Plusieurs syndicats de police, interrogés par « l’Express« , ne cachent pas leur scepticisme quant à cette annonce, sur sa faisabilité notamment. L’un d’eux évoque une décision « prise un peu à la va-vite », pour un autre « c’est un peu de la communication, une mesure de circonstance ».

Ce n’est pas faux. L’urgence pour le ministre est de communiquer, pas de régler un problème qui ne peut pas l’être dans l’instant, celui de la violence policière et celle des « gilets jaunes » (et, bien sûr, pas de tous les protagonistes, ni chez les uns ni chez les autres).

Comment distribuer les équipements en caméra, à qui les donner en priorité ? Les problèmes logistiques sont nombreux.

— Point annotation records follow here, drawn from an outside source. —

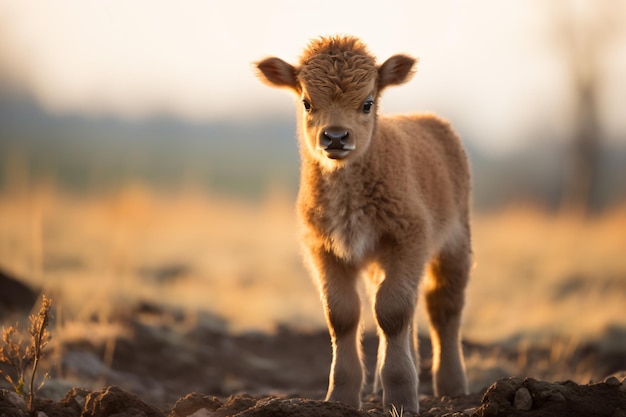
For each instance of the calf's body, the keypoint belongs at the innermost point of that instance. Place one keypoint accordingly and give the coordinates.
(386, 197)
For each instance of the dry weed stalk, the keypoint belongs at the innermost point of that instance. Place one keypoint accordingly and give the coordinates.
(17, 358)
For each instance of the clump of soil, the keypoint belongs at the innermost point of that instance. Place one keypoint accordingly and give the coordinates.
(161, 358)
(507, 397)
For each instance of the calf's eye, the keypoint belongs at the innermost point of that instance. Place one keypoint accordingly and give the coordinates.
(367, 106)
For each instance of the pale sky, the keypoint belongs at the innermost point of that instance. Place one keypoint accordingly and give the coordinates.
(490, 66)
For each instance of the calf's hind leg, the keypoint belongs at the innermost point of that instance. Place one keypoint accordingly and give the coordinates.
(445, 297)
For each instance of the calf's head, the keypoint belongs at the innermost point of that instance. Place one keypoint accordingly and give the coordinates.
(338, 85)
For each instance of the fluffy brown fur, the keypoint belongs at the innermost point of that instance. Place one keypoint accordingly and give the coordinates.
(387, 197)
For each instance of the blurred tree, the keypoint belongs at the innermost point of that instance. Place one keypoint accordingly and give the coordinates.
(583, 31)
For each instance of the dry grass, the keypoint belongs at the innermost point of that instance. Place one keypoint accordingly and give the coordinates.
(535, 274)
(16, 357)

Malgré les nombreux blessés, contrairement à d’autres pays européens et malgré les préconisations répétées du défenseur des droits, il n’est pas question, pour l’heure, de suspendre l’utilisation du LBD en maintien de l’ordre en France. Ni des grenades GLI-F4. Comment l’expliquez-vous ?

Changer un modèle de police est très compliqué. Si vous changez l’équipement, vous changez la doctrine sous-jacente au maintien de l’ordre qui se fait avec cet équipement. Vous mettez donc sur la table un gros projet extrêmement consommateur de temps et d’énergie, qui va nécessairement conduire le ministre à un face-à-face compliqué avec les organisations syndicales majoritaires.

Quand il a été simplement question d’afficher le numéro d’identification des agents sur leur uniforme, cela a provoqué un tollé unanime des organisations syndicales qui y ont vu de la défiance.

Alors qu’il s’agissait d’une pratique qui avait déjà existé en France. Toutes les modifications, même les plus bénignes, vont être l’objet d’un conflit politique et syndical préjudiciable au ministre car le pouvoir politique est en situation de faiblesse. Ce n’est pas impossible, mais ça supposerait qu’il y ait un projet politique pour la police et en France il n’y en a pas.

Pour quelles raisons selon vous ?

Il y en avait un dans le programme d’Emmanuel Macron, il y en avait un aussi dans celui de François Hollande. Mais malheureusement l’histoire se répète : les candidats affichent des volontés – peut-être sincères – de changer le système de police français, de le faire progresser et de le démocratiser, puis une fois aux manettes ils oublient ces promesses qui paraissent bien secondaires par rapport à d’autres problèmes. Le système français fait du surplace, ce qui explique la très médiocre performance de la police française comparée à ses voisines européennes.

* Sébastian Roché a publié « De la police en démocratie », aux éditions Grasset, en 2016.